For artists and artists-in-the-making, one of the many benefits of being up in Scotland is access to training and facilities at a much cheaper rate than in the South. Dundee for example is home to the DCA - Dundee Contemporary Arts. As well as hosting exhibitions, an arts cinema and a rather good bar and restaurant - the DCA also offers one of the UK's leading open-access professional level print studios. If you do a course at the DCA you can join the studio for an amazing £28 for the year. You then pay a small amount each time you want to book the facilities. The studio courses are many and varied, so I decided to have a go at printmaking using laser technology. A fantastic £95 for the weekend - even better when you consider there were only four people on the course - the maximum in fact. It's a bonus that numbers are kept small as you get a real opportunity to learn and be hands-on.
I started off with some of my illustration efforts - doodles you might say!
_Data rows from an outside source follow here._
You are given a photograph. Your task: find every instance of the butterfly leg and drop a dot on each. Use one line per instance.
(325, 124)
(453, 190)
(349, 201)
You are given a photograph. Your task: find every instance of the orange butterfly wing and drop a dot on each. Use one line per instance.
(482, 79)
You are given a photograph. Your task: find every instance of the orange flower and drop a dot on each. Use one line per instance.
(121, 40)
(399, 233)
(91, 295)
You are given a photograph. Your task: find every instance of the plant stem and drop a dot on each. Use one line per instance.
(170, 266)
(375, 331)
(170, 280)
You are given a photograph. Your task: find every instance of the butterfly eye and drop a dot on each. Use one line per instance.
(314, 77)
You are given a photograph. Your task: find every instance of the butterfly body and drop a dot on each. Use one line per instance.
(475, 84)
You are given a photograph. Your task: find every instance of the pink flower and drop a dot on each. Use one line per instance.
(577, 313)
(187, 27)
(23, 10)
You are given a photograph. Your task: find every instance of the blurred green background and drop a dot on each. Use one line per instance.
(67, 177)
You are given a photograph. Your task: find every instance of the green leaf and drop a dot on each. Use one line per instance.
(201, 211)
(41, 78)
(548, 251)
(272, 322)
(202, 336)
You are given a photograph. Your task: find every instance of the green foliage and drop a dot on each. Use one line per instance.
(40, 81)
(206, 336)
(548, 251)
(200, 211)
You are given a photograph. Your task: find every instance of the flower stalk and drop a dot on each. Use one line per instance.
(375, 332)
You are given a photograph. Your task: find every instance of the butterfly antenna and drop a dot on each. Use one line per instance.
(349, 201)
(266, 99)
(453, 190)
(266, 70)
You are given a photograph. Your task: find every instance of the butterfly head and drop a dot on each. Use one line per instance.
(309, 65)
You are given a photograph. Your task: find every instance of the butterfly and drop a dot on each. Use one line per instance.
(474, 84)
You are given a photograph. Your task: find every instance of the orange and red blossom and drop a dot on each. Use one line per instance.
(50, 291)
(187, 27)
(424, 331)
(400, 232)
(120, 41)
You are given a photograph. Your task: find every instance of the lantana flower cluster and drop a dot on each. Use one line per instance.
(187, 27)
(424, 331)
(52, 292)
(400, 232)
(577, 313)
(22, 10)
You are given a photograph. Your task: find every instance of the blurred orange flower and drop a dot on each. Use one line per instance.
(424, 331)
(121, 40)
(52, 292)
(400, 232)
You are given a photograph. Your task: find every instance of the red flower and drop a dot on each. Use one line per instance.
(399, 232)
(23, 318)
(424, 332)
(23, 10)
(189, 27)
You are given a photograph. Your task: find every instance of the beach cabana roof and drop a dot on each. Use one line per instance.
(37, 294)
I then scanned them into a computer used Adobe Photoshop (with alot of help as I've never used the software before) to convert the images into useable files.
My idea was to make some lino cut stamps that I could then use to print up advertising material for my Mobile Makery. To do this, you place the material you want to use (wood, plastic, lino etc) in the laser printer, and by pressing alot of buttons and manipulating your image on the screen (tricky for a technophobe like me) you then click GO!
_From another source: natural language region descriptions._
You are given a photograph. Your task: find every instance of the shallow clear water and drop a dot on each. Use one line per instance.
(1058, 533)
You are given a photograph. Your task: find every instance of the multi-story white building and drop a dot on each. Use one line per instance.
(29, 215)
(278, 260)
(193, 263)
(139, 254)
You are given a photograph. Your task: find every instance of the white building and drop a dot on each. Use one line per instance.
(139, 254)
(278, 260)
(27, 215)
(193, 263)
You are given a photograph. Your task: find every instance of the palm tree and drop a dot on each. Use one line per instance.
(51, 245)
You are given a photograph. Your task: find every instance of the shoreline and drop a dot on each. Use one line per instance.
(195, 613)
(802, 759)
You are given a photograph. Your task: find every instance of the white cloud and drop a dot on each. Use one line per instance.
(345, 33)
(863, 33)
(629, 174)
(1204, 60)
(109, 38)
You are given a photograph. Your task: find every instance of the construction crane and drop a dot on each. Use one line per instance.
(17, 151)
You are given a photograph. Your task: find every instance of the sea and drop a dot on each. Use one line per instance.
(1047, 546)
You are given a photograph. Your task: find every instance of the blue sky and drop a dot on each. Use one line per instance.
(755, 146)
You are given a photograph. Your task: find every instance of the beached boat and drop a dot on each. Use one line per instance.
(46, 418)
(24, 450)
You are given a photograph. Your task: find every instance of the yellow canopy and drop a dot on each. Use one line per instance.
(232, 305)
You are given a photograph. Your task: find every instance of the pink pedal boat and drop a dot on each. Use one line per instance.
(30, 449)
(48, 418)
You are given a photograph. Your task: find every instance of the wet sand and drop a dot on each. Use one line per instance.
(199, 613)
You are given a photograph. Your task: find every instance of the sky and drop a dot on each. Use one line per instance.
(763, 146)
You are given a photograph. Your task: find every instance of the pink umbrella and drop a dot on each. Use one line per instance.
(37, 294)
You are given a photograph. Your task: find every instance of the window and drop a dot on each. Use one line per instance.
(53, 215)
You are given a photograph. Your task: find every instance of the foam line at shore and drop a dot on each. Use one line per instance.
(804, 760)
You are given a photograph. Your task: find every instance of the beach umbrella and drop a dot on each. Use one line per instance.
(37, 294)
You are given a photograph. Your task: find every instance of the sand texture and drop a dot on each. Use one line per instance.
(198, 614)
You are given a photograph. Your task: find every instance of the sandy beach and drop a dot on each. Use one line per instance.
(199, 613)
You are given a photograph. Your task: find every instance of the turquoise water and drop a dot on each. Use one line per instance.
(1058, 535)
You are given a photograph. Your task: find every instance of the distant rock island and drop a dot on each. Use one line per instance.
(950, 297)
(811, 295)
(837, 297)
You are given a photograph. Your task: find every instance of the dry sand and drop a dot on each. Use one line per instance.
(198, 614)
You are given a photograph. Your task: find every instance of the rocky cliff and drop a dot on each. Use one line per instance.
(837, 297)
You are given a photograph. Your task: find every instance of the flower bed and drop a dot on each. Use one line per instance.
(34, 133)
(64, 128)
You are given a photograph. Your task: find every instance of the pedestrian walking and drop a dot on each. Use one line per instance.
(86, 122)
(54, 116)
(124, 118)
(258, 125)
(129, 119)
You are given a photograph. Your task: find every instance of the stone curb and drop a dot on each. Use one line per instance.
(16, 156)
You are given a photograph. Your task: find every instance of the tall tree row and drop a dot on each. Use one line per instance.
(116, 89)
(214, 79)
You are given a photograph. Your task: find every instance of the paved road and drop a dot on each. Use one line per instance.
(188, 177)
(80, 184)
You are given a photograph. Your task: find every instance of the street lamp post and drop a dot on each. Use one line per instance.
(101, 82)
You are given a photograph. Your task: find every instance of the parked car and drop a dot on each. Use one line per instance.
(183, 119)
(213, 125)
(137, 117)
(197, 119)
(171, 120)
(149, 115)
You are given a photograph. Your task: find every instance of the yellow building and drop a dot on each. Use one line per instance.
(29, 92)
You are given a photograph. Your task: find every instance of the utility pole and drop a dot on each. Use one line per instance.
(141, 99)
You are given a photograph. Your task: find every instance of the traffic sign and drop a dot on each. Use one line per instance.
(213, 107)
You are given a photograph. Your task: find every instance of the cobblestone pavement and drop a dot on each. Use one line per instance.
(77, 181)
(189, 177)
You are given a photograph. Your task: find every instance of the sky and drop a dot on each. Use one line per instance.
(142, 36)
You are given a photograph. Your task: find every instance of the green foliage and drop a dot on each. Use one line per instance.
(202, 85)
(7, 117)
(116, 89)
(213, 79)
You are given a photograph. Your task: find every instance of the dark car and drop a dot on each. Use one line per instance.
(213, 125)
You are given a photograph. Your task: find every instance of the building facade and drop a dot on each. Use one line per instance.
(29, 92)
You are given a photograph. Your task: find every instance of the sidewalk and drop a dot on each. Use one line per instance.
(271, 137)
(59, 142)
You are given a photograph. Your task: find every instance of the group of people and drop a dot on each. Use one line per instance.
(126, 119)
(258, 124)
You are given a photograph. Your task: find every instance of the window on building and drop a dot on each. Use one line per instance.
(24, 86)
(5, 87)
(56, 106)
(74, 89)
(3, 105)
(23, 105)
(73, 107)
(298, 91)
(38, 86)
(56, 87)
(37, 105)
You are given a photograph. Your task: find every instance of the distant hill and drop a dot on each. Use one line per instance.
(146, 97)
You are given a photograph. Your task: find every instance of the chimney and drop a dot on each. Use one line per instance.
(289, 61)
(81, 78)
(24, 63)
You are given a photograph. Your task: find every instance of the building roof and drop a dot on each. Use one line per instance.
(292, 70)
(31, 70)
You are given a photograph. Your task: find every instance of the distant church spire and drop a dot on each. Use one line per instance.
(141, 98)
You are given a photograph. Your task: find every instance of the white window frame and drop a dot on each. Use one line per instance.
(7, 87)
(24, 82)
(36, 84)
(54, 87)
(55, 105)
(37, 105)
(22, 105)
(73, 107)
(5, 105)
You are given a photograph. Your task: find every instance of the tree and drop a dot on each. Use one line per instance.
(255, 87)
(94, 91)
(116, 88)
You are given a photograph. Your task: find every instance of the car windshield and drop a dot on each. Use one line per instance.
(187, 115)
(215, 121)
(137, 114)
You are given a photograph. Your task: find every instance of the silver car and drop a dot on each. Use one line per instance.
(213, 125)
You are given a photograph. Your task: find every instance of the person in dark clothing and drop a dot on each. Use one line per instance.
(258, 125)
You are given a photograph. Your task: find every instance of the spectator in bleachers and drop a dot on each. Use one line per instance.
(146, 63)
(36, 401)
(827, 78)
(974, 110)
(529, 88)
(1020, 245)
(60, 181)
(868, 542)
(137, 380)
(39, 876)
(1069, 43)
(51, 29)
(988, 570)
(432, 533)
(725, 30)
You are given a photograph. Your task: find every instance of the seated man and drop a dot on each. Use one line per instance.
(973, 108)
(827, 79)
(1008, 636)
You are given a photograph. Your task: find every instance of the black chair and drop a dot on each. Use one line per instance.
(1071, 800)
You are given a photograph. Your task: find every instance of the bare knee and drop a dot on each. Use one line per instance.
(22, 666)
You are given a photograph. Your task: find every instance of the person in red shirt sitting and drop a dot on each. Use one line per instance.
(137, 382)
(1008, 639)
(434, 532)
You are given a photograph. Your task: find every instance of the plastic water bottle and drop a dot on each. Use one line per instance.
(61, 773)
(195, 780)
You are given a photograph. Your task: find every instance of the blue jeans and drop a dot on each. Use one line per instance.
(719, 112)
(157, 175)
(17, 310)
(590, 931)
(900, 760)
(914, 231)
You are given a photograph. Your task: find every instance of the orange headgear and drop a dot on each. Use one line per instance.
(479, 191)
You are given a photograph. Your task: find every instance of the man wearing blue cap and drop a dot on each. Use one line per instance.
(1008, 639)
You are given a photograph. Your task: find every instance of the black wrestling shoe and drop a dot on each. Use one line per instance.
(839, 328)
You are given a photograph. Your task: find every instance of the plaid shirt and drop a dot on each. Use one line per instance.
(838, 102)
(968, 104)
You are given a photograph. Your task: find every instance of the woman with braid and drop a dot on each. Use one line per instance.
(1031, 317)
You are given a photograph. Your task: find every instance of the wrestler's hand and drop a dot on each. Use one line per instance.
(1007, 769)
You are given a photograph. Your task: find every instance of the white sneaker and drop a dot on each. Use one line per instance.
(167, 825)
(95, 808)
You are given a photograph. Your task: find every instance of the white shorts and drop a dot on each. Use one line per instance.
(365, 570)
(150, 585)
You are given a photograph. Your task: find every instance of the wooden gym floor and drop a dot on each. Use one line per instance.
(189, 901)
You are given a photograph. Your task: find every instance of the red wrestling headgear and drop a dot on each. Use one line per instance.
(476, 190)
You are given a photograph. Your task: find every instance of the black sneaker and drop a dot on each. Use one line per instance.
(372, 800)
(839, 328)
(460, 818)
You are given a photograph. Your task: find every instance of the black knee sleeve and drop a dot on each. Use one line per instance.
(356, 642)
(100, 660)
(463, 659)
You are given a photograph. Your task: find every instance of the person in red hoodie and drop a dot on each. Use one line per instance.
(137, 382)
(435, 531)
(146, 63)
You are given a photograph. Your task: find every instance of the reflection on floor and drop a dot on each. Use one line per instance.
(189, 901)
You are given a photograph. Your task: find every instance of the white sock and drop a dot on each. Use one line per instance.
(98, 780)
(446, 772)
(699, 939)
Here is the sewing machine lino cut I made! You have to have a few goes before you get close to what you want, and it takes quite a while for the laser to do its job. This little stamp took about 20 minutes.
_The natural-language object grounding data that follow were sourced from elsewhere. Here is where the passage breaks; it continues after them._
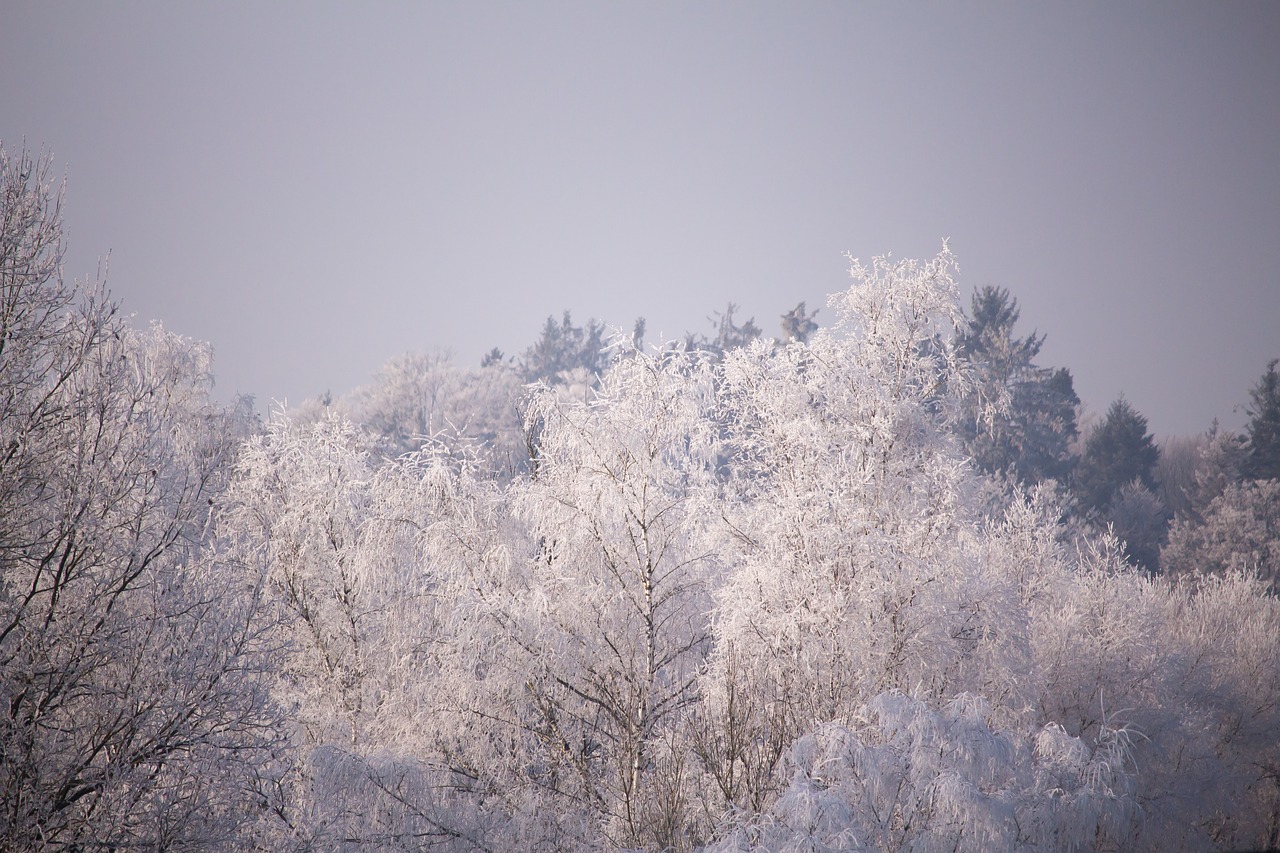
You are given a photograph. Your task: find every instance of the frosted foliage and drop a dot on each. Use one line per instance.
(360, 559)
(1239, 532)
(420, 398)
(849, 495)
(603, 625)
(904, 776)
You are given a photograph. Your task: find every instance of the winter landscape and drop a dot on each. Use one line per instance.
(859, 587)
(639, 427)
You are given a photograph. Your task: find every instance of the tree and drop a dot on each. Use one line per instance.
(1239, 532)
(600, 628)
(565, 347)
(1020, 418)
(728, 334)
(1118, 452)
(1264, 428)
(798, 324)
(132, 658)
(425, 398)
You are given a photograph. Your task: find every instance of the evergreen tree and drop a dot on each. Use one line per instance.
(798, 324)
(1116, 454)
(565, 347)
(1264, 459)
(1020, 418)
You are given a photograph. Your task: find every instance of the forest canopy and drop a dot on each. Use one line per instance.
(859, 587)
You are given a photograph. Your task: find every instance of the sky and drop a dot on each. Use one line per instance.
(315, 187)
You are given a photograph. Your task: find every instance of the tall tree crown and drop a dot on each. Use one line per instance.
(1264, 460)
(1116, 454)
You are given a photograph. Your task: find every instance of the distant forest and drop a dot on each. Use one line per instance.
(867, 585)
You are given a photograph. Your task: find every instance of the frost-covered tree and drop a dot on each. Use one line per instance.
(1238, 532)
(1019, 418)
(602, 628)
(848, 493)
(132, 657)
(425, 398)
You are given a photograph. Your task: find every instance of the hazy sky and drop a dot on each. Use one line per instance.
(315, 187)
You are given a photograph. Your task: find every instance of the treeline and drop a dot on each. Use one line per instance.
(853, 588)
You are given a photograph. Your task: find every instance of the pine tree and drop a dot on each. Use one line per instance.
(1020, 418)
(1264, 459)
(1118, 452)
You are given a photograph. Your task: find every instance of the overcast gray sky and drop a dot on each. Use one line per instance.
(315, 187)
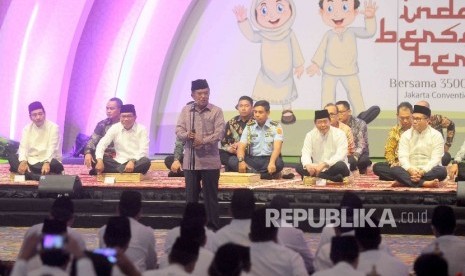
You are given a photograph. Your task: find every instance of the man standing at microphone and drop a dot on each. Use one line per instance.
(201, 127)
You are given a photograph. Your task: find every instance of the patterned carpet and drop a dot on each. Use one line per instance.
(159, 179)
(405, 247)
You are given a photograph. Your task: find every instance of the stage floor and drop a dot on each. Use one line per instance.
(164, 198)
(158, 179)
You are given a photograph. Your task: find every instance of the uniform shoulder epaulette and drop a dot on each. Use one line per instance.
(251, 123)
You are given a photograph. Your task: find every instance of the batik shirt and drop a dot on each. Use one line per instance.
(392, 145)
(100, 131)
(233, 131)
(439, 122)
(360, 132)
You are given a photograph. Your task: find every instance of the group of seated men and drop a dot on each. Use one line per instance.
(415, 151)
(118, 144)
(252, 142)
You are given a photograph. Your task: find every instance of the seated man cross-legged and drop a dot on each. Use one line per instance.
(131, 146)
(263, 139)
(324, 153)
(420, 151)
(39, 151)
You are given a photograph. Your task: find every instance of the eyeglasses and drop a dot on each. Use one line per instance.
(418, 119)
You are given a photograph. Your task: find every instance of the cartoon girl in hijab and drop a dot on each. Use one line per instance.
(270, 24)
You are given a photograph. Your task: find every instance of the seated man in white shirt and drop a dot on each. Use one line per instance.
(39, 149)
(371, 257)
(291, 237)
(131, 144)
(141, 250)
(266, 255)
(324, 153)
(182, 259)
(344, 253)
(420, 151)
(451, 247)
(238, 230)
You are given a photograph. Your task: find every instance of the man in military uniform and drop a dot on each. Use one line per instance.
(113, 110)
(262, 139)
(234, 129)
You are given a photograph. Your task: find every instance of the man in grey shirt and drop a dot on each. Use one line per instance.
(201, 126)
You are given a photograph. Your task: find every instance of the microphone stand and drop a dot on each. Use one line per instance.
(192, 156)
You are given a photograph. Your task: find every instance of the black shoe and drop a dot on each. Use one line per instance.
(176, 174)
(31, 176)
(288, 176)
(370, 114)
(266, 176)
(337, 178)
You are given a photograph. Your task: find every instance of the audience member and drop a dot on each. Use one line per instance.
(62, 210)
(194, 230)
(430, 265)
(113, 110)
(54, 261)
(39, 150)
(182, 259)
(371, 257)
(344, 254)
(192, 211)
(141, 249)
(230, 260)
(238, 230)
(118, 236)
(289, 236)
(452, 248)
(266, 255)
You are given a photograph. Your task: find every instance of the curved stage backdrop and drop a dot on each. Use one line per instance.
(75, 55)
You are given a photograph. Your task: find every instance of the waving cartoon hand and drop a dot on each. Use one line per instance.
(299, 71)
(313, 69)
(370, 9)
(240, 12)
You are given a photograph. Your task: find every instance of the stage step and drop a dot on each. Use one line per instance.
(91, 213)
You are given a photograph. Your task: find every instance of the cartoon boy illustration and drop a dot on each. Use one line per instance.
(337, 54)
(280, 51)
My new workshop friend David, who's a very talented photographer, decided to scan in and make prints from one of his images. He used plywood instead of lino to create his printing block. Here he is inking it up.
You can see on the left that he has cleverly built in a scale - let's call it a saturation level scale - so he can see how the depth of colour in his original photograph will correspond to the depth of cut the laser makes in the plywood. Of course the deeper the laser burns into the material the more of an impression the resulting print will make.